I'll be open and say i considered myself asexual for most of my life since being raped at a young age by my peers in what i knew even at the time was a transmisogynistic attack on a girl just realizing she was a girl. it took years to begin to heal from the impact this had on me, to stop repressing my need for transfeminization to save myself from the violent degendering that had been ongoing for all my life no matter what i saw myself as, and years after that to actually being to explore my sexuality again.
finally allowing myself to stop thinking of my body as a tool for the same kind of systemic violence done to me was hard work that would never have gotten done if not for countless transfems before me helping me navigate these feelings through fiction and their own candid thoughts on the matter. i owe my current joy in my sexuality to all of these transfems going through such an effort constantly in the face of a global culture that tries to prevent us from healing in such a way. so I bristle at the fact that so many of us seem so willing to constantly tiptoe around the issue at hand in what most of these bannings have in common. this is more often than not aimed at girls who express our sexualities openly, especially in ways that are socially maligned (but never nearly as much for anyone else as for us), and it is leveraging this one specific aspect of transmisogyny to make our lives miserable.
we can't actually help the girls most targeted by this if we continue to be too scared to call things what they are. they don't want us to ever heal from our sexual traumas. they don't want us to ever escape the specter of the trans woman as a rapist, which allows us to become subservient dehumanized sexual objects easily discarded (read: killed) when we become too boring for tmes. they will continue to use these tropes, of the rapist, the pedophile, etc, in their hunts for us, so if you actually want to say that you are standing up for us, you have to actually address these specific tropes for what they are and actually give your support to girls who are openly sexual no matter how much of a fucking ick their type of sexuality might give you
You need to support her when she's open about her sexuality. You need to support her when her kinks disgust you. You need to support her when other people want her killed for her attractions. You need to support her because there's no guarantee anyone else will or that she'll even be around long enough to find another person who will.

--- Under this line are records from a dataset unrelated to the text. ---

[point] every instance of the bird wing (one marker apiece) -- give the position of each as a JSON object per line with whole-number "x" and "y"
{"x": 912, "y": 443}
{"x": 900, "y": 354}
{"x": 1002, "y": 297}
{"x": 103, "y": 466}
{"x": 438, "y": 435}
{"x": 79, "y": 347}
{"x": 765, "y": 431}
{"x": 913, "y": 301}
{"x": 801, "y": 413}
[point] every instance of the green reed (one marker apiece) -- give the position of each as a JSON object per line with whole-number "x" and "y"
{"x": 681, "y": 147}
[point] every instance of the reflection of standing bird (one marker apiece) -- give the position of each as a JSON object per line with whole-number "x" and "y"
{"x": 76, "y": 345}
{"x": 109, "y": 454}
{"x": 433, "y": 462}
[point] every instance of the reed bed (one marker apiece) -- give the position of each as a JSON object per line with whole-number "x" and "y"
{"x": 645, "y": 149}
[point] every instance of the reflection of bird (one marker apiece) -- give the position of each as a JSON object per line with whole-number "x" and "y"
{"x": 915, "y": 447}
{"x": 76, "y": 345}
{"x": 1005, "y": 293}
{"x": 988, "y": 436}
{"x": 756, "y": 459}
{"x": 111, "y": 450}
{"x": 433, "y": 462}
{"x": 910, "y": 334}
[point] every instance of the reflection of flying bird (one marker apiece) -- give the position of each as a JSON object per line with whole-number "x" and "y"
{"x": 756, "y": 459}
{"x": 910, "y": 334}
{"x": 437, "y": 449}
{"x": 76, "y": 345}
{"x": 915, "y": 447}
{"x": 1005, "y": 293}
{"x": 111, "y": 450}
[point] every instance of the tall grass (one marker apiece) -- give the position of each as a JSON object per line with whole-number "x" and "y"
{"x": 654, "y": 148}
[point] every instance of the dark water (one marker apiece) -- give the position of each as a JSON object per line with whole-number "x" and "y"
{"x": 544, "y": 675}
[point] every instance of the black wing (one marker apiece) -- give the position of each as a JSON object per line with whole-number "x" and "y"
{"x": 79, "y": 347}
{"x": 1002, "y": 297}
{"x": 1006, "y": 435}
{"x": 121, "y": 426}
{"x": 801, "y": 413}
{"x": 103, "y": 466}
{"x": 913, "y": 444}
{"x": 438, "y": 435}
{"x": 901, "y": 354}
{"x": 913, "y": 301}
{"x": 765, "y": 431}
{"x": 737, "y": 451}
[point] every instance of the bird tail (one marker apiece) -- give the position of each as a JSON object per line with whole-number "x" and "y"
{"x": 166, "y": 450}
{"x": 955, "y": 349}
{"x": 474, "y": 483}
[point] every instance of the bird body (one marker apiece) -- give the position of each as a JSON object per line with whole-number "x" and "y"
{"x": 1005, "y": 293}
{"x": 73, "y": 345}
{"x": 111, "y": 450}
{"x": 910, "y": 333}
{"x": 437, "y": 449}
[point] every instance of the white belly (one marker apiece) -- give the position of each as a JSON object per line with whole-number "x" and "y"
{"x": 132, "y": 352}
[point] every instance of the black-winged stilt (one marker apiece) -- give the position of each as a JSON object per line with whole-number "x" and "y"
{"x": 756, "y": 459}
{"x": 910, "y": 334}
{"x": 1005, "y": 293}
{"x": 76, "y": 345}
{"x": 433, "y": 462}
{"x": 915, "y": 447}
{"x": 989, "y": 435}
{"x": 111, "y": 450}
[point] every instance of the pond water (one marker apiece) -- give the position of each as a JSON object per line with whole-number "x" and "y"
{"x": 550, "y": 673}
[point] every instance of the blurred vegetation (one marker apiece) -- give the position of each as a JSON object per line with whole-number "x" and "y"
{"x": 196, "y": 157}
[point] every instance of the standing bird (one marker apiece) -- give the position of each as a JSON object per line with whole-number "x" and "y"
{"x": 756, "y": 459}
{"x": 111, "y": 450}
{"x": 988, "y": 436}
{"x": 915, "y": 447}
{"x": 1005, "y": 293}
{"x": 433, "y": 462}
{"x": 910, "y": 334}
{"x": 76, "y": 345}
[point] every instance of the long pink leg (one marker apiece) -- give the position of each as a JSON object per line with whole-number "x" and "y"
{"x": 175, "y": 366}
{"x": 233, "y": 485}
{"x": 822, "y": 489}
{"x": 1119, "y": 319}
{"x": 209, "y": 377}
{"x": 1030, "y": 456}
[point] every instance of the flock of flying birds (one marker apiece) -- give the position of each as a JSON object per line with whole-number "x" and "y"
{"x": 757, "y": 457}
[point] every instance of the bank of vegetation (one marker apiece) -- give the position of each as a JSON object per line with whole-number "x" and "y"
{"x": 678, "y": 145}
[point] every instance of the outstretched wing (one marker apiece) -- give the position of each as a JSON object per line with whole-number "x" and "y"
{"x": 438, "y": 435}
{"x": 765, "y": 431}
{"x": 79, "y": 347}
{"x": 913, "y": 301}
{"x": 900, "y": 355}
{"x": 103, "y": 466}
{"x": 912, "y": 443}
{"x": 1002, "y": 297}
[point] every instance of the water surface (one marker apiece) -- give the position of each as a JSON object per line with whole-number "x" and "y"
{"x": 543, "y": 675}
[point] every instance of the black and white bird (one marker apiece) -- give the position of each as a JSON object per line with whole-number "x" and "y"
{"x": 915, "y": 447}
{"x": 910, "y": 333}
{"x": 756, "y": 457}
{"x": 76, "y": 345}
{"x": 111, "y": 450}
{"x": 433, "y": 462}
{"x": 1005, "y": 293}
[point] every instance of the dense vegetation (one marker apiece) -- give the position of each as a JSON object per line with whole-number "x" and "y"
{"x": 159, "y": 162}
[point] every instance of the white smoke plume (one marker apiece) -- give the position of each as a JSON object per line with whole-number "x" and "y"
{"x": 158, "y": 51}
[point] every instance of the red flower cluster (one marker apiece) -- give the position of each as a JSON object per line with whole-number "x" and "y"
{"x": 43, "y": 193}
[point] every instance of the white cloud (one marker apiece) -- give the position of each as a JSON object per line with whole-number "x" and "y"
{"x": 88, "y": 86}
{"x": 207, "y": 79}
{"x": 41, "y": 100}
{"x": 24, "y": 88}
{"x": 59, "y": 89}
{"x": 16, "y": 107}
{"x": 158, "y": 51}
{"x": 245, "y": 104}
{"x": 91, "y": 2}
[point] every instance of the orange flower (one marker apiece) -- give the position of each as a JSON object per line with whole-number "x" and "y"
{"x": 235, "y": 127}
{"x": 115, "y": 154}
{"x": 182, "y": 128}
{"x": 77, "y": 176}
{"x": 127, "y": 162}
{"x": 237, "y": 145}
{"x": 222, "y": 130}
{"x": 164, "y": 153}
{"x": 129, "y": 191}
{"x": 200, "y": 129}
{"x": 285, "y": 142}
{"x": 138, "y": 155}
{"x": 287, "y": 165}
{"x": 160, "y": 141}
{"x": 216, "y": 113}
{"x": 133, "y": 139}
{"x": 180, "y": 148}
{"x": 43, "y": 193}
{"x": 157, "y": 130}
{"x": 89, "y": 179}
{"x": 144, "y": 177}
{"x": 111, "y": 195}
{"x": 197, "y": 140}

When you give fascists an inch, they take a mile. The most optically challenged, perverted, fetishistic, paraphilic, and non passing trans woman will always be worth more than a million fascists. And if you disagree, then you don't hate fascists enough.
"no human rights for pe-"
"no human rights for ra-"
"no human rights for zo-
"no human rights for ne-"
recognize the pattern, reject dehumanization, destroy the weapons of oppresion themselves!